Tagging Spam E-Mail
with SpamAssassin™

Overview

Spam, unsolicited electronic mail typically of a commercial and/or pornographic nature, has become a major issue over the last few years. In order to help combat the spread of spam, Library and Technology Services has enabled spam tagging using SpamAssassin. By default, SpamAssassin uses a pre-configured set of rules to determine if your incoming mail contains spam. These preferences can be over-ridden to suit your own individual email filtering requirements.

Below is an example of how spam normally appears in your mailbox. Note the addition of “[SPAM]” before the original subject description.

A preview of the e-mail displays text indicating that the received message was tagged as spam, and gives an explanation of why. The original message is saved as an attachment.

spam_msg

SpamAssassin, by itself, will not delete spam mail. It simply determines the likelihood that incoming mail is spam and marks it prior to arriving in your mail client. Most mail programs do not have a very sophisticated way to make this determination, thus the need for SpamAssassin to scan your mail. You need to configure your mail program to use a set of “filters” or “rules” to determine what action to take if spam is detected. Many people choose to re-direct spam to go to a special folder for later review. By combining SpamAssassin and your mail client’s rules, you will have very thorough control of spam.

NOTE: LTS do not recommend sending spam mail directly to the trash folder, as sometimes legitimate mail can be accidentally identified as spam. Instead, it is recommend that you set up a folder specifically for spam, and periodically check its contents. Consult your mail program documentation for information about how to create folders and use filters.

Generally speaking, SpamAssassin uses two methods to determine if mail is spam:

Whitelist / Blacklist – Specifies lists of addresses for which mail should always be considered acceptable mail (whitelist) or always be considered spam mail (blacklist).

Content Test Scoring – Analyzes the mail header and body contents and assigns a weighted score on its findings. If the cumulative test score exceeds a threshold level, the mail is flagged as spam.

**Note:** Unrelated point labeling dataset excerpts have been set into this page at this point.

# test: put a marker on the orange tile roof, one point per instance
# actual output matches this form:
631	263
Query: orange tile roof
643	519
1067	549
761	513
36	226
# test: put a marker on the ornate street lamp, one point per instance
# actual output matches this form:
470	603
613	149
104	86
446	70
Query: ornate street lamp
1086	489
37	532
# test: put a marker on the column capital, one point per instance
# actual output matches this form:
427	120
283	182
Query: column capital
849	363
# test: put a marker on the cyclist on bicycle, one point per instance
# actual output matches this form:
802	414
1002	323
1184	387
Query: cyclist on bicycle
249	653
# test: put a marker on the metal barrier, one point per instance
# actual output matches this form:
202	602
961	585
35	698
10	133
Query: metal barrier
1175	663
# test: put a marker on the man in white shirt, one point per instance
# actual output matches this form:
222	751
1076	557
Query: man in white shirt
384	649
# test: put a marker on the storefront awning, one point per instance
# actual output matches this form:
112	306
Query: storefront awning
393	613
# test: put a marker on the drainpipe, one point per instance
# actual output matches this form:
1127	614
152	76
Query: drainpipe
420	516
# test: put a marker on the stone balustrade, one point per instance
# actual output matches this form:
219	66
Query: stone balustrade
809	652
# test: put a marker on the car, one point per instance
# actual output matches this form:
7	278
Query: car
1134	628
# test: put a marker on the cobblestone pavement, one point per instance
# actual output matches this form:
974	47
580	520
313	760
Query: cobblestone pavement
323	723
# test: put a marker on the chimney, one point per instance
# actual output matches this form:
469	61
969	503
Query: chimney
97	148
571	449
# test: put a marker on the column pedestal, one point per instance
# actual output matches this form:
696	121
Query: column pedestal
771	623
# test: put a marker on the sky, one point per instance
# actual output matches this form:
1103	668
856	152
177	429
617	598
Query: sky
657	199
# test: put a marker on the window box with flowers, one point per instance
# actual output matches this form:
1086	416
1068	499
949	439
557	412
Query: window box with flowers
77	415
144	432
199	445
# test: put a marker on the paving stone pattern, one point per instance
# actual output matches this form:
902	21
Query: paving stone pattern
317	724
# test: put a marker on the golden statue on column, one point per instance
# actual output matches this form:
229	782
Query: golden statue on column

This document covers only the basic configuration and use of SpamAssassin. For complete configuration details see the document found at: http://ns2.cc.lehigh.edu/spamassassin-conf.html, and the SpamAssassin built-in test list found at: http://spamassassin.org/tests.html.


Configuring Mail Filters

Instructions for configuring spam mail filters for supported email programs can be found at the following locations:

Filtering Spam with Netscape 4.7x (for PC's or Mac; graphics may vary)
Filtering Spam with Mozilla 1.1x / Netscape 7 (for PC's or Mac; graphics may vary)
Filtering Spam with IMP


Whitelist and Blacklist

A whitelist is used to specify email addresses which send you mail that is often tagged incorrectly as spam. By including an address or domain in the whitelist, you indicate that all mail from that sender is acceptable, and should never be labeled as spam.

EXAMPLE 1:
Mail from a colleague keeps getting flagged as spam. To prevent any mail from him being marked as spam, add the following line to your SpamAssassin configuration file:

whitelist_from myfriend@university.edu

EXAMPLE 2:
Because of the content, a weekly newsletter you subscribed to from newsletter.com is always flagged as spam, when you actually want to receive it as legitimate email.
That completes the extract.